Friday, August 29, 2008
New Milky Way map reveals a complicated outer galaxy
CHICAGO -- The halo of stars that envelops the Milky Way galaxy is like a river delta criss-crossed by stellar streams large and small, according to new data from the Sloan Digital Sky Survey (SDSS-II). While the largest rivers of this delta have been mapped out over the last decade, analysis of the new SDSS-II map shows that smaller streams can be found throughout the stellar halo, said Kevin Schlaufman, a graduate student at the University of California at Santa Cruz.

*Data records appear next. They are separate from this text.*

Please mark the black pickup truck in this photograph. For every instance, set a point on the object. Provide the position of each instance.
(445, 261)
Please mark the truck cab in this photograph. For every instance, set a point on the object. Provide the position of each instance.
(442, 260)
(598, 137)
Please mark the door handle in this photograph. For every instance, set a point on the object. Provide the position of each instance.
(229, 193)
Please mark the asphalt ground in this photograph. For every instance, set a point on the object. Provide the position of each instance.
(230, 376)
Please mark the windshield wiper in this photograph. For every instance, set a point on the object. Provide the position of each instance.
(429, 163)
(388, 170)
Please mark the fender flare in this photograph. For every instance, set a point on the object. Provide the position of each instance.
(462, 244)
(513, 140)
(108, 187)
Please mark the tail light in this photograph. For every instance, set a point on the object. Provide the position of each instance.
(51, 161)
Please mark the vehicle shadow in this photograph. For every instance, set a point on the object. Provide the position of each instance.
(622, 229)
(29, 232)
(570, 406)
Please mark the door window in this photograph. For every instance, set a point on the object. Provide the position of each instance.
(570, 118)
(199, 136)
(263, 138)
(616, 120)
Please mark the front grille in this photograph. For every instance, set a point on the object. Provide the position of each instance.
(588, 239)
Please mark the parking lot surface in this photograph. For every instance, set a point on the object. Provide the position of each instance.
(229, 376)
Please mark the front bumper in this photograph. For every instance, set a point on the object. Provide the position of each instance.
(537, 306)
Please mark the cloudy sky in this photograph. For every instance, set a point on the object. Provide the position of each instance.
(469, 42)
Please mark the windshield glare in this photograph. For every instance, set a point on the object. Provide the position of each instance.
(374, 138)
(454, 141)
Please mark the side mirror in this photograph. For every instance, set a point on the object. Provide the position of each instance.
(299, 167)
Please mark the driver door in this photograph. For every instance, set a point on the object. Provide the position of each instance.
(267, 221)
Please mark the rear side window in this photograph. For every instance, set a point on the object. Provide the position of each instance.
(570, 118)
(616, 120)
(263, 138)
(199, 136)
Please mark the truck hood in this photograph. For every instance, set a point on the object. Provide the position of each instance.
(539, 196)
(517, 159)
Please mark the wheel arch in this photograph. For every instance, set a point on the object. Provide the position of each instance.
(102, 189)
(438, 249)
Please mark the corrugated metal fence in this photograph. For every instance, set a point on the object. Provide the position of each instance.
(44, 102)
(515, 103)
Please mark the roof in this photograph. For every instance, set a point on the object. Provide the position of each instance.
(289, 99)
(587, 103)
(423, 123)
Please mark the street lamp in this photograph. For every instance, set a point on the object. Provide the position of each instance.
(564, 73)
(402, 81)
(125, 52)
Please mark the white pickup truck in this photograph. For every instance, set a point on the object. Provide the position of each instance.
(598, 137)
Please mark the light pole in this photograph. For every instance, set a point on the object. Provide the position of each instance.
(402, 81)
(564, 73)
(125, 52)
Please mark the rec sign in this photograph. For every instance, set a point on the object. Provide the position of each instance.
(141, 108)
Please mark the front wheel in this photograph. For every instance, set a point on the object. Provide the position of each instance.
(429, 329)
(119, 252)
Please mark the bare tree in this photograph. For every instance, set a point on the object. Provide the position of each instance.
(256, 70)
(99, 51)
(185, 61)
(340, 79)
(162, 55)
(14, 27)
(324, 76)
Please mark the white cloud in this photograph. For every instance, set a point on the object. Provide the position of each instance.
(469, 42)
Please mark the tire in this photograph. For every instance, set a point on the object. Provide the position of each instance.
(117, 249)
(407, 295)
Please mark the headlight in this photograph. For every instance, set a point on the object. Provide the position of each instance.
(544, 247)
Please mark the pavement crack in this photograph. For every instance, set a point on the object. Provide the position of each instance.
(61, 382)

A theoretical model of a galaxy like the Milky Way, showing trails of stars torn from disrupted satellite galaxies that have merged with the central galaxy. The structures seen in the SDSS-II star maps support this prediction of a complicated outer Galaxy. The region shown is about one million light years on a side; the sun is just 25,000 light years from the center of the Galaxy and would appear close to the center of this picture. Credit: K. Johnston, J. Bullock
Schlaufman reported his results at an international symposium in Chicago, titled "The Sloan Digital Sky Survey: Asteroids to Cosmology." Over the last three years, Schlaufmann explained, the SEGUE survey of SDSS-II has measured the motions of nearly a quarter million stars in selected areas of the sky. A careful search for groups of stars at the same velocity turned up 14 distinct structures, 11 of them previously unknown.